[Ksc]

Hello!

I have a question regarding polyatomic MO-diagrams like NH3, SF6, CH4 and so on.. what is a bit unclear for me is the filling in of electrons. At the examples i've seen they only take one electron from each of the polyatomic orbitals, i.e 3 electrons from H3, 6 from F6 and 4 from H4. That is perfectly normal for the hydrogen given that it only has 1 valence electron.. but for F6 I would assume that it'd be 6*7 =42 valence electrons. Could anyone give me a heads up?

[Hunter2]

You have to write down the electronically structure of fluorine.

It is [He] 2 s² 2 p⁵

You can see from the occupation of the p-orbitals only one is left what has space to get an electron to form flouride.

[Ksc]

Ok, thanks. But how do you know that we "want" to form fluoride?

[Hunter2]

I don't understand your question. Fluorine like to get the 8 electrons on the outer shell, so it will grab a electron from other elements to get it fulfilled. And the result is a fluoride.

[Ksc]

Ok, i'm not sure if I understand it.. It's a different method compared to diatomic molecules? Let's say CO for example - there you can just count all the valence electrons(10 combined).

[unsu]

The molecule of SF₆ has 48 valence electrons. Instead of making full MO diagram for all valence electrons, we can construct a partial MO diagram. For six fluorine atoms, we can only consider those p-orbitals that are pointed directly to the sulfur atom (2p_z). These orbitals are called radial orbitals. To form six bonds, you consider 6 valence electrons of the sulfur and one electron from each fluorine atom that occupies 2p_z orbital. So we have total of 12 electrons participating in the formation of S-F bonds. The other (paired) fluorine electrons in 2p_x and 2p_y orbitals are not pointed directly to the S atom and are not considered in the partial MO diagram approach. They do not contribute significantly to the formation of the six S-F bonds.

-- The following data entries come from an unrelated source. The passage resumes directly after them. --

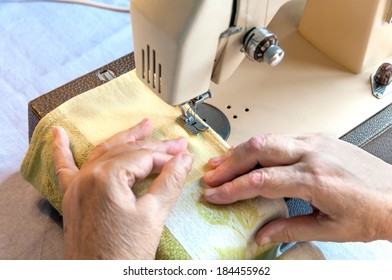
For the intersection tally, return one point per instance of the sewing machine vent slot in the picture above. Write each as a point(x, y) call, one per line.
point(152, 71)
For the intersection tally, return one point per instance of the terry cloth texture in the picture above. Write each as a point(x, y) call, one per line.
point(194, 229)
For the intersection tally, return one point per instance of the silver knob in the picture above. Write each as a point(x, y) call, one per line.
point(262, 45)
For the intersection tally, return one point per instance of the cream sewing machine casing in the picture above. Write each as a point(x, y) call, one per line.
point(332, 48)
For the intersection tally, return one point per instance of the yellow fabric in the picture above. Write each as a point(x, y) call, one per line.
point(195, 229)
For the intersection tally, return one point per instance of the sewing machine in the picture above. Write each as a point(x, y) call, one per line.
point(329, 80)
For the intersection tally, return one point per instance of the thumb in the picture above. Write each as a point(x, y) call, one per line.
point(63, 158)
point(300, 228)
point(167, 187)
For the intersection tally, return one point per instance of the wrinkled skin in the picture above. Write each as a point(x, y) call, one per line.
point(102, 218)
point(349, 189)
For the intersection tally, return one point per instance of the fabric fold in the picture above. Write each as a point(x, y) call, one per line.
point(195, 229)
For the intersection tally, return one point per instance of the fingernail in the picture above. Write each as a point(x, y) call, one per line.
point(187, 159)
point(56, 132)
point(264, 241)
point(209, 192)
point(255, 177)
point(208, 175)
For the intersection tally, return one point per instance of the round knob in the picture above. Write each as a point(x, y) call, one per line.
point(383, 75)
point(262, 45)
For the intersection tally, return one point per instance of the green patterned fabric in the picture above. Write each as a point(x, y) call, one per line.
point(195, 229)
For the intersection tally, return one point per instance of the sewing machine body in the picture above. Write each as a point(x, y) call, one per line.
point(323, 83)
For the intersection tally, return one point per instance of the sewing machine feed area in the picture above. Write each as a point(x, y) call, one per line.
point(323, 84)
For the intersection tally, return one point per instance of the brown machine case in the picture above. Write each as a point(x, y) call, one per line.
point(374, 135)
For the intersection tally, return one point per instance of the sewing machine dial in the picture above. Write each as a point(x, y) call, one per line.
point(261, 45)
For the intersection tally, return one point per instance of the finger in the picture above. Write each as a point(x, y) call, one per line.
point(171, 147)
point(168, 185)
point(218, 160)
point(64, 162)
point(300, 228)
point(138, 132)
point(268, 150)
point(273, 182)
point(136, 165)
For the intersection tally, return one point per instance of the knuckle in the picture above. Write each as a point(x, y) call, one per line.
point(255, 143)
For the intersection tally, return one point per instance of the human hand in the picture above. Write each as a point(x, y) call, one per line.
point(349, 189)
point(102, 218)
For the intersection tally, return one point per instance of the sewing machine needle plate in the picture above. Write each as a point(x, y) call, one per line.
point(215, 118)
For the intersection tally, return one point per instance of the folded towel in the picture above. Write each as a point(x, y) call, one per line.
point(194, 229)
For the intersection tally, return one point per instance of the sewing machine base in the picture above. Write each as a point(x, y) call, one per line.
point(374, 135)
point(307, 92)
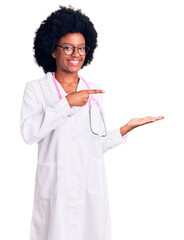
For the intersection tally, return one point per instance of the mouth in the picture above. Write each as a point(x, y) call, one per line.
point(74, 62)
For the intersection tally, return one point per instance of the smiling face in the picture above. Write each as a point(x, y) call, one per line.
point(69, 63)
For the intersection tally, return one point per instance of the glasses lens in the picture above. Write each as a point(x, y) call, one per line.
point(68, 50)
point(97, 121)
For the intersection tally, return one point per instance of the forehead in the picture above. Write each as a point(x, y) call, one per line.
point(72, 38)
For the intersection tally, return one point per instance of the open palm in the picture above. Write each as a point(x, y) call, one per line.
point(136, 122)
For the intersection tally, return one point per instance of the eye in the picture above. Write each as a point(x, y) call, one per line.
point(67, 47)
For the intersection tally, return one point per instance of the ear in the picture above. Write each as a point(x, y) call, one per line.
point(53, 54)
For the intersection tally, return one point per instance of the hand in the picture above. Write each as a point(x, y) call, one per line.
point(81, 98)
point(136, 122)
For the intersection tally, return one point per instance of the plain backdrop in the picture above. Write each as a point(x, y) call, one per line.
point(139, 63)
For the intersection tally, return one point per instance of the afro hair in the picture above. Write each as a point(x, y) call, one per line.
point(59, 23)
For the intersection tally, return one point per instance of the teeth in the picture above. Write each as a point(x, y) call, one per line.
point(74, 61)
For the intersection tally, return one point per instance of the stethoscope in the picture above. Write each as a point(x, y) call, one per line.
point(90, 105)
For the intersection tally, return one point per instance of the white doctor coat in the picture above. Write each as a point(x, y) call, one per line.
point(70, 198)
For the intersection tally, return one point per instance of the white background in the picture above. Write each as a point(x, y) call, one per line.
point(139, 62)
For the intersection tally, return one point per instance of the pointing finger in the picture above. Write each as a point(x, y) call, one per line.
point(94, 91)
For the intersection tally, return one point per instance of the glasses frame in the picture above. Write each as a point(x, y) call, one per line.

If you want to construct full MO diagram as for diatomic molecules, then yes, you need to use all 7 valence electrons from each fluorine, derive the reducible representations for Г_2s, Г_2px, Г_2py, Г_2pz, find their symmetries, etc. etc. Generally, this if very difficult and not really necessary.

This is how I understand it but I would like someone else to comment on this. Please also review Section 5.7 "Molecular orbital theory: learning how to use the theory objectively" in Housecroft/Sharpe Inorganic Chemistry textbook, you could find some answers there.

[Ksc]

Thanks alot!!  that cleared things up quite a bit. I'm using the book Inorganic Chemistry by Shriver & Atkins and I found it pretty vague on that subject. But, what about Sulfurs 2px and 2py orbitals?

[unsu]

In the octahedral point group the sulfur's 3s orbital possesses A_1g symmetry and the three 3p orbitals (x, y and z) is a degenerate set of T_1u symmetry.

The ligand group orbitals (LGO) constructed from 2p_z orbitals of fluorines have A_1g, E_g and T_1u symmetries. So, there are six ligand group orbitals.

Ok, 3s orbital of sulfur (a_1g) interacts with a_1g LGO making one bonding and one antibonding orbital.

Three 3p orbitals of sulfur (t_1u) interact with three t_1u ligand group orbitals.
"t" means triply degenerate (3 orbitals, same energy). This produces three bonding and three antibonding orbitals.

The LGO with E_g symmetry do not match the symmetry of the AO of the sulfur atom, so they form the non-bonding MOs.

So, now we have the following MO: one a_1g, three t_1u, two e_g, three t_1u* and one a_1g*

Now, count the electrons: 6 valence electrons from S and one 2pz electron from each F = 12 total electrons. They will occupy  a_1g, t_1u and e_g molecular orbitals.

You can consider the unused fluorine's 2s, 2p(x) and 2p(y) as lone pairs (non-bonding). 2s orbital is just too far in energy from the sulfur AOs. And 2p(x) and 2p(y) they either do not match the symmetry of sulfur AOs or, for t(1u) set, their overlap with the sulfur AO is inefficient (due to their positions).